Kilo Code Pricing vs Alternatives: My Costs for 100k Lines
Kilo code pricing promises a simpler way to bill large codebases, but does it really save money for a 100 kLOC project? This article explores the numbers, the trade‑offs, and cost considerations.
The Pricing Puzzle: Why 100k Lines Can Break Your Budget
When a contract quoted kilo code pricing for a 100 kLOC project, the headline number looked attractive: a flat fee for a large application. In theory, you get a predictable budget line. In practice, the math behind the scenes quickly becomes messy, especially when the old per‑line pricing model resurfaces.
Legacy per‑line models and why they fail
Per‑line pricing isn’t new. In the early days of outsourcing, vendors would say “$0.30 per line of code”. The idea was simple: count the lines, multiply by a rate, and you have a quote. For tiny scripts that works, but scaling to 100 kLOC stretches the model.
- Line count is deceptive. A line in a dense, well‑commented Java class can be a single statement, while a line in a C++ header might be a macro that expands to dozens of assembly instructions.
- Not all lines are equal. Boilerplate generated by frameworks (e.g., Spring Boot starters, Angular CLI) can inflate the count without adding functional complexity.
- Maintenance cost isn’t linear. Adding a feature that touches a few hundred lines in a tightly coupled module can cause ripple effects across many other files.
// Rough per‑line estimate calculation
const lines = 102_340; // total lines in repo
const ratePerLine = 0.28; // $0.28 per line (typical vendor quote)
const baseCost = lines * ratePerLine;
console.log(`Base cost: $${baseCost.toFixed(2)}`);
// Output: Base cost: $28,655.20
The script produces a tidy figure, but it says nothing about the hidden work required after delivery. For example, integrating with a legacy SOAP service often adds a separate adapter that wasn’t counted originally, causing the per‑line estimate to miss additional effort.
Beyond the raw numbers, the per‑line model can encourage a counter‑productive mindset: “write more lines, get paid more”. Teams may add unnecessary logging or defensive checks simply to increase the line count, which harms code quality and inflates downstream debugging effort.
Hidden overheads that inflate costs
Even if the per‑line premise is accepted, the real project budget rarely stays within that envelope. Below are typical categories where hidden overheads appear.
- Integration and glue code. Custom plugins or adapters often require deep exploration of platform internals, adding many hours of research and testing that were not accounted for in the original line count.
- Testing scaffolding. Unit‑test generation, mocks, and data builders can add thousands of lines of test code. When billed per line, this quickly becomes a significant additional expense.
- Documentation and onboarding. Comprehensive developer guides, API documentation, and onboarding videos generate substantial written content and consume senior‑engineer time, yet they are rarely included in the initial quote.
- Refactoring for maintainability. Mid‑project discoveries—such as the need to replace a home‑grown ORM for security compliance—often require touching many existing lines, creating effort that the original per‑line rate does not capture.
- Support and bug‑fix windows. Post‑delivery support periods generate bug tickets and small fixes. These maintenance activities add up, even though they were not budgeted in the initial estimate.
The cumulative effect of these hidden items can significantly increase the total cost beyond the original estimate, sometimes by a large margin.
Why alternatives often win the cost battle
Pure per‑line quotes become less practical for anything larger than a quick prototype. Alternative approaches provide a clearer picture of where money is spent.
- Component‑based pricing.
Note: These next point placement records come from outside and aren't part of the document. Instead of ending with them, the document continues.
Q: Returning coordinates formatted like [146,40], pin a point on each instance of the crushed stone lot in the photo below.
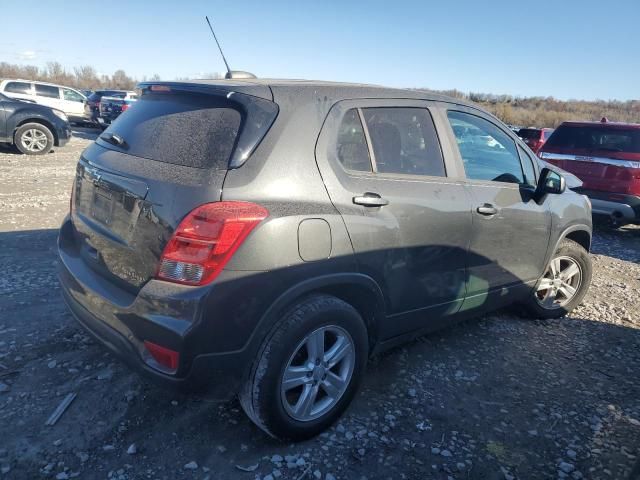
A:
[495,398]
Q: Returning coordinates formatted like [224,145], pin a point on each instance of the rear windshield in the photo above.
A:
[193,130]
[596,138]
[529,134]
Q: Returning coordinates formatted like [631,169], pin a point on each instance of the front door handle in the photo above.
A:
[487,209]
[370,199]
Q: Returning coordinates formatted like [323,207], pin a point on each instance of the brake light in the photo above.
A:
[206,239]
[165,357]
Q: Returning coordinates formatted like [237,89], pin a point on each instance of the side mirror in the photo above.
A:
[550,182]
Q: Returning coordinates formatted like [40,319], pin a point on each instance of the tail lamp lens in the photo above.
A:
[206,239]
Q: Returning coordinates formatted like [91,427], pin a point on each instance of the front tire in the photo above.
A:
[308,370]
[34,139]
[564,283]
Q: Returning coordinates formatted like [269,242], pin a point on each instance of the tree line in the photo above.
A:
[548,111]
[84,77]
[523,111]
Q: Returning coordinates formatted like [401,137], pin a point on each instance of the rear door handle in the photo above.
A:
[370,199]
[487,209]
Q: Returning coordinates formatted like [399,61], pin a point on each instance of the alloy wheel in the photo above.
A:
[318,373]
[560,283]
[34,140]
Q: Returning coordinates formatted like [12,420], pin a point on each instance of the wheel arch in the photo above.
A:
[581,234]
[358,290]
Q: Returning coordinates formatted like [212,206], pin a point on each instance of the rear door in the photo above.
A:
[407,215]
[510,229]
[48,95]
[605,157]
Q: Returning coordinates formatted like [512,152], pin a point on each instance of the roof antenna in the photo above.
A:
[230,73]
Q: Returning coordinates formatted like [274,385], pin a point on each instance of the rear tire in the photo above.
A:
[268,397]
[34,139]
[563,285]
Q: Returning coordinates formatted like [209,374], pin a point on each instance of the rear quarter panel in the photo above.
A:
[570,212]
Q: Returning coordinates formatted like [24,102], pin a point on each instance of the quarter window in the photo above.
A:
[487,152]
[404,141]
[352,148]
[47,91]
[18,87]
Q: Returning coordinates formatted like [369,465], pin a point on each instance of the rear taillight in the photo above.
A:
[206,239]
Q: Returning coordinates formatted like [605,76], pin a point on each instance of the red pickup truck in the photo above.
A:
[606,157]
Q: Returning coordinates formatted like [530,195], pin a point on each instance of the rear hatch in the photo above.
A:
[606,157]
[167,154]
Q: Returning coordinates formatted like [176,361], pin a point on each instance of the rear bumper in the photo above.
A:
[623,208]
[124,324]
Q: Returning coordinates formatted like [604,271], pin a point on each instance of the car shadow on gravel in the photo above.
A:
[622,243]
[489,398]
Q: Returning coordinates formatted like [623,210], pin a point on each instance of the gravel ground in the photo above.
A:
[495,398]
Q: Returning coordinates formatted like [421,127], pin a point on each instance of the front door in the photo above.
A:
[73,103]
[409,223]
[511,230]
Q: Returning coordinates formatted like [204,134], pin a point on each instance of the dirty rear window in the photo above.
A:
[192,130]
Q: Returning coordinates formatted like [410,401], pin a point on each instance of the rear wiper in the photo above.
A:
[114,139]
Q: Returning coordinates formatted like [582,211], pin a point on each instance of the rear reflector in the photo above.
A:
[206,239]
[165,357]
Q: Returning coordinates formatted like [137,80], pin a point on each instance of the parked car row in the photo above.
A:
[79,106]
[606,157]
[34,129]
[65,99]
Break the system into logical modules (e.g., authentication, reporting, integration layer) and price each based on complexity, not line count. This forces estimation to consider architecture and integration effort upfront.
- Time‑and‑material with capped phases. Define a discovery phase with a fixed price, then move to a time‑based model for development. The client sees the actual hours logged, and extra work can be tracked transparently.
- Outcome‑oriented milestones. Quote a price for delivering a specific feature set (e.g., “MVP with user management and PDF export”). Scope expansions trigger a change order, preventing surprise line‑count inflation.